第八章(2/2)
公子见李炎诚心相请,方才慢慢走来,却见一道黄光扑向这公子,李炎登时挡在公子身前,拔剑一斩,那道黄光被劈成两半,瘫在地上,却是一只法力游蛇。李炎也不管他,须臾游蛇化成光点散开,那公子道:“这蛇是家养护院的,就这们杀了,若主家来讨要就为难了。”
李炎摇头道:“主家不会讨要的,这蛇脖子上已经没有铭牌标记了,想是养不起了放他出来,可也是驯熟了的,闻见气味就追咬,也不知道是谁家这样丧良心,将他放出来害人。”那公子又道:“没有铭牌,还有别的法子找出是谁家养的么?”李炎道:“用时光回溯法术能看见是谁家养的。”
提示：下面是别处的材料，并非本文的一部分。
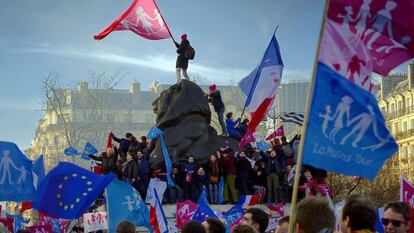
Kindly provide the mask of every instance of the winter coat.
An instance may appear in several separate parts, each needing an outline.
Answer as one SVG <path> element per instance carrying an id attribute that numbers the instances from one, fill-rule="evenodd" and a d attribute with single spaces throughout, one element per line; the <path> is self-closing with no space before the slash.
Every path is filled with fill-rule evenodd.
<path id="1" fill-rule="evenodd" d="M 188 68 L 188 59 L 184 57 L 185 51 L 187 51 L 190 41 L 182 40 L 180 44 L 175 44 L 177 47 L 177 62 L 175 64 L 176 68 L 187 69 Z"/>
<path id="2" fill-rule="evenodd" d="M 211 102 L 216 112 L 224 108 L 224 103 L 223 103 L 223 100 L 221 99 L 221 94 L 219 90 L 216 90 L 208 94 L 208 101 Z"/>
<path id="3" fill-rule="evenodd" d="M 220 165 L 223 168 L 224 175 L 235 176 L 237 174 L 236 161 L 234 159 L 233 151 L 231 151 L 227 157 L 220 157 Z"/>
<path id="4" fill-rule="evenodd" d="M 118 161 L 117 150 L 115 150 L 114 153 L 110 156 L 109 155 L 104 156 L 102 154 L 101 156 L 95 156 L 95 155 L 88 155 L 88 156 L 93 160 L 102 162 L 102 174 L 108 174 L 109 172 L 113 172 L 114 174 L 117 174 L 117 164 L 116 164 L 116 162 Z"/>
<path id="5" fill-rule="evenodd" d="M 252 173 L 252 164 L 246 157 L 240 158 L 237 161 L 237 179 L 247 180 Z"/>

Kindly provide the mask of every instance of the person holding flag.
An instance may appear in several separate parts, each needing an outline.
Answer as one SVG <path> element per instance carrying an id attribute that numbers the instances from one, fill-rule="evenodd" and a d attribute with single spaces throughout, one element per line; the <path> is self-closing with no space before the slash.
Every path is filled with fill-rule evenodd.
<path id="1" fill-rule="evenodd" d="M 175 64 L 176 67 L 176 74 L 177 74 L 177 83 L 181 81 L 181 71 L 183 72 L 183 76 L 185 79 L 190 80 L 188 77 L 187 69 L 188 69 L 188 58 L 185 55 L 187 50 L 190 49 L 190 41 L 187 39 L 187 34 L 181 35 L 181 42 L 177 43 L 174 41 L 175 46 L 177 47 L 177 62 Z"/>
那公子并不擅长这样法术,只能回看一两天之内的事,但知道李炎没说假话,却也不追问。人都笑魔族不能说谎是吃亏,可是依照笔者看来,不能撒谎,却是修几世也修不来的福报呢,若这二人,全无一点诚心,像是人世君臣一般谎言相向,到头来谁也无法落的好处。虽说魔域也有揣摩机心,但比起人界险恶,更是不足为道。
只听那公子又道:“其实也不用什么铭牌了,养得起这东西的,也就这么几家。”李炎点头道:“只是不知道谁家其实养不起,放出来害人。”这话也算托词,若明说是汪氏,就与他们撕破了脸,届时两人小命难保。又道:“实在是该管的,怎么就没人管一管。”
那位公子见他义愤,笑道:“迟早有人会管的,见郎官面善,冒昧问一下,郎官是否也是李氏宗室?”李炎道:“虽说我出身宗室,但血缘未必是宗室,却也不足为旁人道的。”那公子道:“郎官宗室血缘其实不淡,在下也是李氏宗室出身,看得出来。”正说着,李炎的小屋就到了。
李炎客气地将他让进屋去,又低声道:“我见公子也受了伤,不妨在此暂时歇息片刻,药食清水都是现成的。公子若不嫌弃,我就留两个骷髅兵服侍公子更衣洗浴。”那人笑道:“也好。”就将斗笠,雨衣一件一件脱下来,李炎见他不仅外衣沾血,里衣更是艳色一片,心想道:“白龙鱼服定有不测,可这条白龙为何往外跑呢?”
这公子也有苦衷,他今日便装出来为件寻人的秘事去岳麟府上,但要遮人耳目,迫不得已甩开护卫绕远走了白马山,殊不知姓汪姓赵,都没有好主意憋着。李炎接了李公子换下来的衣服,用法术将血迹洗净,又拿出伤药和备用的衣服来给了公子。李公子穿的是一件时兴的月白面暗蓝里子两面穿的宽袖法袍,倒也不很贵。里衣上却附着一层邪铁软甲,看来他的确有防备,只是有人也的确存心。
这位李公子比李炎略矮,腰身纤细,浓密青丝柔顺地垂过腰间,眼里瞳孔不黑,而是一轮皓月,像是魔域边境晴朗的满月夜一般。原是李氏族人眼里多半有月相,阴历几日生的,就有几日的月相,这位李公子是十六的生日。
他想他应该不会自己做饭,再说也没有让客人自己动手的道理,就去灶间掀开大灶的锅,大灶煮的饭是大家一起吃的,但今天早晨有几个士兵开小灶,因此锅里还有米饭。
李炎就盛出一些来放在铺了香草的笼屉里。又将今早刚打来的一只山鸡剖洗了,和烫过的香叶,蔬果一起放进石锅,煮在小灶上,等煮鸡汤的锅子里水沸了,就掀了石锅盖子,将笼屉放上去焖热,少时汤饭齐备。他还不忘给岳麟发了信,就将饭食献上去,又找两个伶俐嘴甜的小兵过来陪李公子说话。